Hypercontractivity for global functions and sharp thresholds

TL;DR

This paper develops a new hypercontractivity inequality for global functions on the discrete cube with general p-biased measures, enabling progress on sharp threshold phenomena and invariance principles.

Contribution

It introduces an effective hypercontractivity inequality for global functions under p-biased measures, extending classical results to broader settings.

Findings

Strengthens Bourgain's sharp threshold theorem

Provides a p-biased analog of the invariance principle

Progress on a conjecture of Kahn and Kalai

Abstract

The classical hypercontractive inequality for the noise operator on the discrete cube plays a crucial role in many of the fundamental results in the Analysis of Boolean functions, such as the KKL (Kahn-Kalai-Linial) theorem, Friedgut's junta theorem and the invariance principle of Mossel, O'Donnell and Oleszkiewicz. In these results the cube is equipped with the uniform ($1/2$-biased) measure, but it is desirable, particularly for applications to the theory of sharp thresholds, to also obtain such results for general $p$-biased measures. However, simple examples show that when $p$ is small there is no hypercontractive inequality that is strong enough for such applications.

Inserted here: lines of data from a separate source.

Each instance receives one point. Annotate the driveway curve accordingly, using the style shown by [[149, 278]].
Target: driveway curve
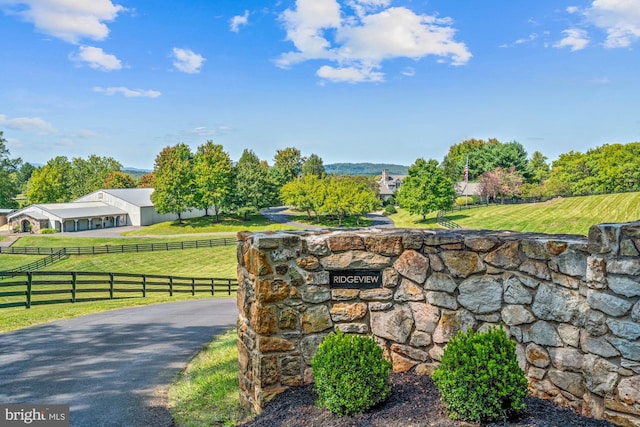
[[113, 368]]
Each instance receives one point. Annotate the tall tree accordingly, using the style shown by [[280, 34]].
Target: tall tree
[[174, 180], [147, 180], [253, 188], [214, 177], [313, 165], [88, 175], [426, 189], [287, 164], [119, 179], [9, 186], [455, 160], [50, 183]]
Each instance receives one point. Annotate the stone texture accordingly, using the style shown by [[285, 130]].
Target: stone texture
[[442, 299], [462, 263], [506, 256], [452, 322], [315, 294], [408, 291], [425, 316], [600, 375], [543, 333], [315, 319], [515, 292], [480, 294], [516, 315], [440, 282], [623, 285], [568, 381], [345, 312], [537, 355], [394, 325], [566, 359], [609, 304], [412, 265], [554, 303], [354, 260], [624, 329]]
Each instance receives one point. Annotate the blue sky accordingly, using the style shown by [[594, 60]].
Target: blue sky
[[381, 81]]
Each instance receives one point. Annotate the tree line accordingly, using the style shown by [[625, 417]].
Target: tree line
[[207, 179]]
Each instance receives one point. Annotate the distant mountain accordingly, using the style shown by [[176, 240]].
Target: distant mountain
[[134, 172], [370, 169]]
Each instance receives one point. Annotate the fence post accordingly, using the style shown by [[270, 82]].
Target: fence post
[[110, 285], [29, 282], [73, 287]]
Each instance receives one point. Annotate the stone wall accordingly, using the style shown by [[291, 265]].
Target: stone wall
[[571, 303]]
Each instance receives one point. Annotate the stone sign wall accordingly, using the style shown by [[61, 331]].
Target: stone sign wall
[[571, 303]]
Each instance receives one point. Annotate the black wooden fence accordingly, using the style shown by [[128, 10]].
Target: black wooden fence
[[53, 287], [118, 249]]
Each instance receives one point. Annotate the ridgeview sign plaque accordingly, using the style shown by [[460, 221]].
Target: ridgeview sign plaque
[[355, 279]]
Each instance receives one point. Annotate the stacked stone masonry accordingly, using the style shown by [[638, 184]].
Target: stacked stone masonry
[[571, 303]]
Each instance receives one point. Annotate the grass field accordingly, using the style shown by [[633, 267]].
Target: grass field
[[207, 225]]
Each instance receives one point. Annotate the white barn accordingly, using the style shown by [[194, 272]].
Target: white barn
[[97, 210]]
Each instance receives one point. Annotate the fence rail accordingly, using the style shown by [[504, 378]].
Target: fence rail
[[25, 289], [441, 218], [118, 249]]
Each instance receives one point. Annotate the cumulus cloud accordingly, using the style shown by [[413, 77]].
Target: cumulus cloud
[[65, 19], [238, 21], [620, 19], [27, 124], [575, 39], [358, 43], [129, 93], [96, 58], [187, 61]]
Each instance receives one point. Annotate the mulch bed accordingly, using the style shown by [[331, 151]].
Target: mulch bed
[[413, 402]]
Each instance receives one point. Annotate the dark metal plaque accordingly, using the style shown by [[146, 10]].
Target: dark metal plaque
[[355, 279]]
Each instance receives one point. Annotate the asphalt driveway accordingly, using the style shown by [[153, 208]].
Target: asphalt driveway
[[112, 368]]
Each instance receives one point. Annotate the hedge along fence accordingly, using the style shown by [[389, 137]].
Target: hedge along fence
[[571, 303], [118, 249], [55, 287]]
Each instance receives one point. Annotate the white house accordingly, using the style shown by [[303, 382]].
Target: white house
[[100, 209]]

In this paper, we establish an effective hypercontractivity inequality for general $p$ that applies to `global functions', i.e. functions that are not significantly affected by a restriction of a small set of coordinates. This class of functions appears naturally, e.g. in Bourgain's sharp threshold theorem, which states that such functions exhibit a sharp threshold. We demonstrate the power of our tool by strengthening Bourgain's theorem, thereby making progress on a conjecture of Kahn and Kalai. An additional application of our hypercontractivity theorem, is a $p$-biased analog of the seminal invariance principle of Mossel, O'Donnell, and Oleszkiewicz. In a companion paper, we give applications to the solution of two open problems in Extremal Combinatorics.